Benford’s Law

Business, Legal & Accounting Glossary

Definition: Benford’s Law



Full Definition of Benford’s Law


Benford’s law, also called the first-digit law, states that in lists of numbers from many real-life sources of data, the leading digit is 1 almost one-third of the time, and larger numbers occur as the leading digit with less and less frequency as they grow in magnitude, to the point that 9 is the first digit less than one time in twenty.

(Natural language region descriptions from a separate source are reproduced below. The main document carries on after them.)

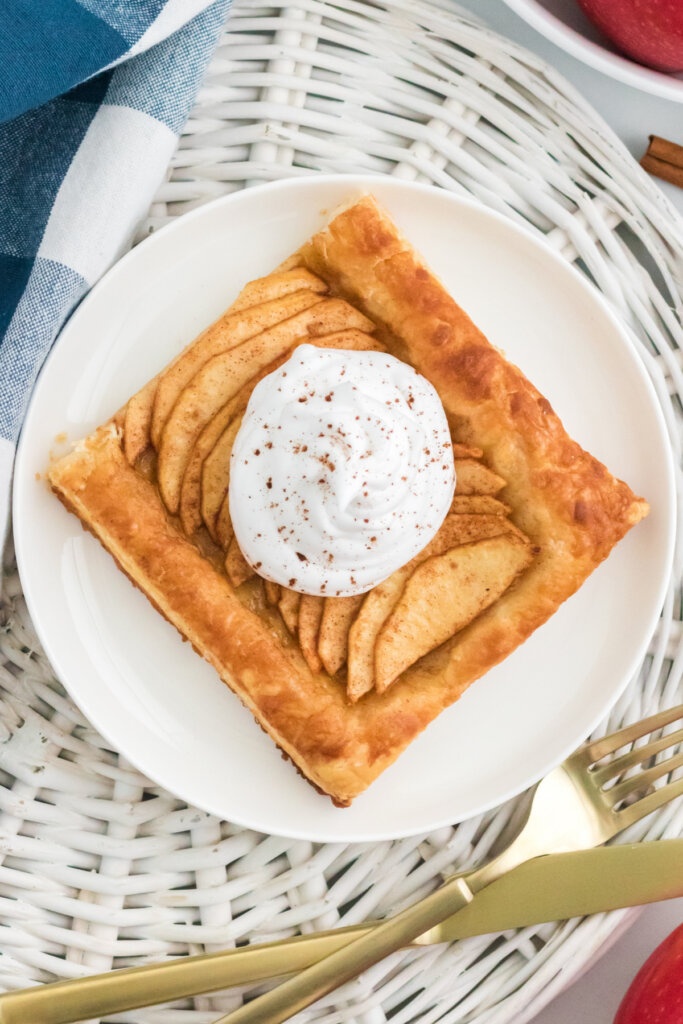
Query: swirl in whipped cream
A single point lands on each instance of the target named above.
(342, 470)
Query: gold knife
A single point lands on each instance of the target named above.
(552, 888)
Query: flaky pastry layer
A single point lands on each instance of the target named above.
(563, 500)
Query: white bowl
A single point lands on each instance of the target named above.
(564, 24)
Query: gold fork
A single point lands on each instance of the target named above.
(583, 803)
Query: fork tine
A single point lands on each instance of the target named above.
(636, 757)
(643, 779)
(601, 748)
(629, 815)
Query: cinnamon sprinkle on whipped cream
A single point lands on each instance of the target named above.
(341, 471)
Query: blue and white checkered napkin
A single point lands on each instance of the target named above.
(93, 94)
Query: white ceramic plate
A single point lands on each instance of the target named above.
(161, 705)
(564, 24)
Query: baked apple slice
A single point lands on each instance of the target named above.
(442, 596)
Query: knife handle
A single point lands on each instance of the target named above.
(130, 988)
(297, 993)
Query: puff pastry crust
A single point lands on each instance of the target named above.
(564, 501)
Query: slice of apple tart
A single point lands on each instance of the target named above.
(347, 500)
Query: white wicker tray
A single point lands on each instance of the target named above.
(97, 867)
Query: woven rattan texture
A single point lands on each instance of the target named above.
(98, 868)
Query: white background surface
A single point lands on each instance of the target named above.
(152, 697)
(634, 116)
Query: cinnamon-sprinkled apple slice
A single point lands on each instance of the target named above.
(478, 505)
(442, 596)
(338, 615)
(310, 613)
(224, 375)
(289, 609)
(227, 333)
(379, 603)
(216, 475)
(137, 421)
(237, 566)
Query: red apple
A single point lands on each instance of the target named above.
(655, 995)
(648, 31)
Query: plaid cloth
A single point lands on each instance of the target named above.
(93, 94)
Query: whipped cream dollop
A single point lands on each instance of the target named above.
(342, 470)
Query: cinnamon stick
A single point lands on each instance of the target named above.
(665, 160)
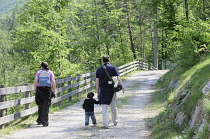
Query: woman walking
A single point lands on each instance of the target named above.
(44, 81)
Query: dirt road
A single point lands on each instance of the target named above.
(69, 122)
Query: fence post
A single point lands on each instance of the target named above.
(2, 99)
(69, 83)
(27, 95)
(78, 79)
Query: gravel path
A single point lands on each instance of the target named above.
(69, 122)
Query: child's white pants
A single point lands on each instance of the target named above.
(113, 111)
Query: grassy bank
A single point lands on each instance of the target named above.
(168, 100)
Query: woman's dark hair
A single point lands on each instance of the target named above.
(44, 65)
(90, 95)
(106, 58)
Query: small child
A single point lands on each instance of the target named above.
(88, 106)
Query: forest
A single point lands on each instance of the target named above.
(73, 35)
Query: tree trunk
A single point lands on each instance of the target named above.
(155, 46)
(131, 37)
(186, 9)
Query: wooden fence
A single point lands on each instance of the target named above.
(66, 88)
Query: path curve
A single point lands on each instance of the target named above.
(69, 122)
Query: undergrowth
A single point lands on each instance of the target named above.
(167, 99)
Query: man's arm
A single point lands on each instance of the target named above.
(120, 81)
(53, 85)
(97, 87)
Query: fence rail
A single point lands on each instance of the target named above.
(72, 86)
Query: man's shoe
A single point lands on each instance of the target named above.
(39, 123)
(45, 125)
(105, 127)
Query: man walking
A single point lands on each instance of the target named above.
(106, 95)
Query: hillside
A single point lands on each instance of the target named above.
(184, 103)
(6, 6)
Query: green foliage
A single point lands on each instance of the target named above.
(6, 6)
(191, 81)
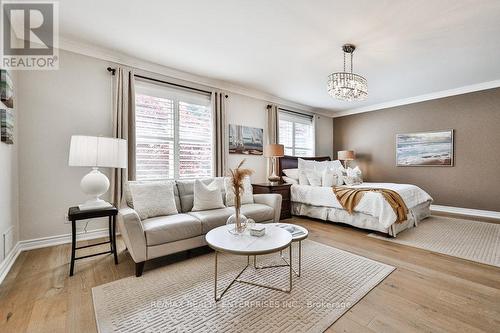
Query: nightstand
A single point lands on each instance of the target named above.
(75, 214)
(280, 188)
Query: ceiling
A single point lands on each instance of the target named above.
(287, 48)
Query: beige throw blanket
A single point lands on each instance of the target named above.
(350, 197)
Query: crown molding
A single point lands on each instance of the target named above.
(421, 98)
(115, 57)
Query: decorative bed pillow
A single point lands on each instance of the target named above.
(291, 173)
(207, 196)
(152, 199)
(314, 177)
(247, 195)
(329, 178)
(289, 180)
(352, 176)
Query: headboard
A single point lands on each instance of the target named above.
(292, 162)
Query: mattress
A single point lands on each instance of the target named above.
(372, 204)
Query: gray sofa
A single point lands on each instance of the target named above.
(163, 235)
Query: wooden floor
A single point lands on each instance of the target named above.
(428, 292)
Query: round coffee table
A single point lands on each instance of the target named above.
(276, 239)
(298, 233)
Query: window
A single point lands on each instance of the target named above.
(296, 133)
(173, 133)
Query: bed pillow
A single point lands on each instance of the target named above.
(207, 196)
(314, 177)
(247, 195)
(289, 180)
(352, 176)
(152, 199)
(291, 173)
(329, 178)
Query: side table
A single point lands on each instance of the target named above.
(75, 214)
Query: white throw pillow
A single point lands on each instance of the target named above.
(207, 196)
(247, 195)
(352, 176)
(329, 178)
(314, 177)
(303, 178)
(289, 180)
(153, 199)
(291, 173)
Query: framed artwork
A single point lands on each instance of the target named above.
(7, 125)
(6, 89)
(245, 140)
(433, 148)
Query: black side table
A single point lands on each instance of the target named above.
(75, 214)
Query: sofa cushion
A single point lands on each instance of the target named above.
(186, 191)
(212, 218)
(127, 195)
(165, 229)
(258, 212)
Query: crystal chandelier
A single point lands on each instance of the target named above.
(347, 86)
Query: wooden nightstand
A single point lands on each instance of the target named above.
(281, 188)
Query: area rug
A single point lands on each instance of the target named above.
(180, 297)
(466, 239)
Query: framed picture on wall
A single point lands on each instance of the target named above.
(433, 148)
(245, 140)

This is based on the observation that real-world measurements are generally distributed logarithmically, thus the logarithm of a set of real-world measurements is generally distributed uniformly.

This counter-intuitive result applies to a wide variety of figures, including electricity bills, street addresses, stock prices, population numbers, death rates, lengths of rivers, physical and mathematical constants, and processes described by power laws (which are very common in nature). The result holds regardless of the base in which the numbers are expressed, although the exact proportions of course change.

It is named after physicist Frank Benford, who stated it in 1938, although it had been previously stated by Simon Newcomb in 1881 in his paper “Note on the Frequency of Use of the Different Digits in Natural Numbers”. The first rigorous formulation and proof appears to be due to Theodore P. Hill in 1988.

Mathematical Statement

More precisely, Benford’s law states that the leading digit d (d ∈ {1, …, b − 1} ) in base b (b ≥ 2) occurs with probability proportional to logb(d + 1) − logbd = logb((d + 1)/d). This quantity is exactly the space between d and d + 1 in a log scale.

In base 10, the leading digits have the following distribution by Benford’s law, where d is the leading digit and p the probability:

d p
1 30.1%
2 17.6%
3 12.5%
4 9.7%
5 7.9%
6 6.7%
7 5.8%
8 5.1%
9 4.6%

One can also formulate a law for the first two digits: the probability that the first two-digit block is equal to n (n = 10, …, 99) is log100(n + 1) − log100(n), and similarly for three-blocks without leading zeros and longer blocks (in fact, the BL for the first p digits in base b follows immediately from the BL for a single leading digit in base bp).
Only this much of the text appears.